Harris could have run as an ideologically
interesting, tough-minded former prosecutor in the 2020 Democratic nomination
fight — a little like Eric Adams in the New York City mayoral primaries last
year. Instead, she got sucked into the idea that the winning lane would be a
couple of ticks to the right of Bernie Sanders. She co-sponsored his “Medicare
for All” proposal, before making a confusing hash of her position when she
realized the political implausibility of the plan.
She seemed defensive about her record as a
prosecutor, which came under withering assault from Representative Tulsi
Gabbard from the left.
Her signature moment — attacking Joe Biden
for his opposition to busing based on her own experience getting bused — didn’t
pay the expected dividends because of its self-evident calculation.

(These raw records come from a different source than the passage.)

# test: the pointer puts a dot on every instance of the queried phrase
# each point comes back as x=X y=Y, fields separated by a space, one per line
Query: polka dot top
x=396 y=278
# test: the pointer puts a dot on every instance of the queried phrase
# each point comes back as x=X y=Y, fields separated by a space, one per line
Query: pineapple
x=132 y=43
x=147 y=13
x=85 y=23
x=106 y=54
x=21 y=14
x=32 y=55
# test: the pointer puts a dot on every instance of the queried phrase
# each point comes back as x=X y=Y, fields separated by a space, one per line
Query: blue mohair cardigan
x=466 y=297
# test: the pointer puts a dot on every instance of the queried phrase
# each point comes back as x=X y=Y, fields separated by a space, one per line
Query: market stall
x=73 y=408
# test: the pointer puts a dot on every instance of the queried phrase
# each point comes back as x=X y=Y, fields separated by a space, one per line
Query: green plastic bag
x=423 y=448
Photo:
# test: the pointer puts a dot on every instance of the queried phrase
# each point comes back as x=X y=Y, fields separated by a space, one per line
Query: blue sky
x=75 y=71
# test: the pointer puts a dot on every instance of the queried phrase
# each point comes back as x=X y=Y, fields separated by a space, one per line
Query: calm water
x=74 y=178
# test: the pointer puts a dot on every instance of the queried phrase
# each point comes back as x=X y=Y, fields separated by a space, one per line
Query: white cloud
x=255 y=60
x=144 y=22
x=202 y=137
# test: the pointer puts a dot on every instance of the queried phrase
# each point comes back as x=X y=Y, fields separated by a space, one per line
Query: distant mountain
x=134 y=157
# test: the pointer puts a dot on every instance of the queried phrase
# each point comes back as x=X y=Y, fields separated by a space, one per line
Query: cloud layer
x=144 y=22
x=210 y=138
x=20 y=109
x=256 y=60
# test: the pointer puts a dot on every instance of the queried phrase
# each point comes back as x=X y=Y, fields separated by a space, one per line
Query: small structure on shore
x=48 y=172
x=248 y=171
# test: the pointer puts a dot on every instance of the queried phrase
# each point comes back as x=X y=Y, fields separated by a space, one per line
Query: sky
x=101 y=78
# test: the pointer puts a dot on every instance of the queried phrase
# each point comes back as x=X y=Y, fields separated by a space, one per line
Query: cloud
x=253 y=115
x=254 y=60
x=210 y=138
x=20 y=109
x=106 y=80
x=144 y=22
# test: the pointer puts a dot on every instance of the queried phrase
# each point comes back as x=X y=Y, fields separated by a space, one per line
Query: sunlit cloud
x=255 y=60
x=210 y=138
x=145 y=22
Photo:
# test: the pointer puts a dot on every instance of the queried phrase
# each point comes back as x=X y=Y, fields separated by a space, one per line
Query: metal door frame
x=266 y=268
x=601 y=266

Harris is a politician who always seems to
be reading stage directions out loud. Her laugh, a target of critics, usually
sounds forced and highly deliberate, at times bordering on inappropriate
affect. It’s a valuable political skill to seem at ease even when reaching for
the brass ring at the highest level of American politics. Bill Clinton, George
W. Bush, and Barack Obama all had this ability. Harris has shown no indication
that she has it or will develop it.
Biden has done her no favors with her
assignments as vice president. Given the foolhardiness of the underlying Biden
policies, there was no realistic way she was going to diminish migration at the
southern border. Nor was she going to do anything to get a voting-rights bill
passed. That said, Harris hasn’t mastered any particular issue area and gives
the impression of seeking tableaus that will lend to her gravitas without ever
succeeding.
On top of all this, she hasn’t managed to
secure a close, trusted relationship with the president.
Any rational observer could have predicted
that Biden’s VP pick was going to be particularly sensitive given that, as de
Gaulle famously said, “Old age is a shipwreck.” Instead, Biden played identity
politics by choosing Harris, and it’s understandable now that some Democrats
would like, against all evidence, to bank everything on Biden’s youthful vigor.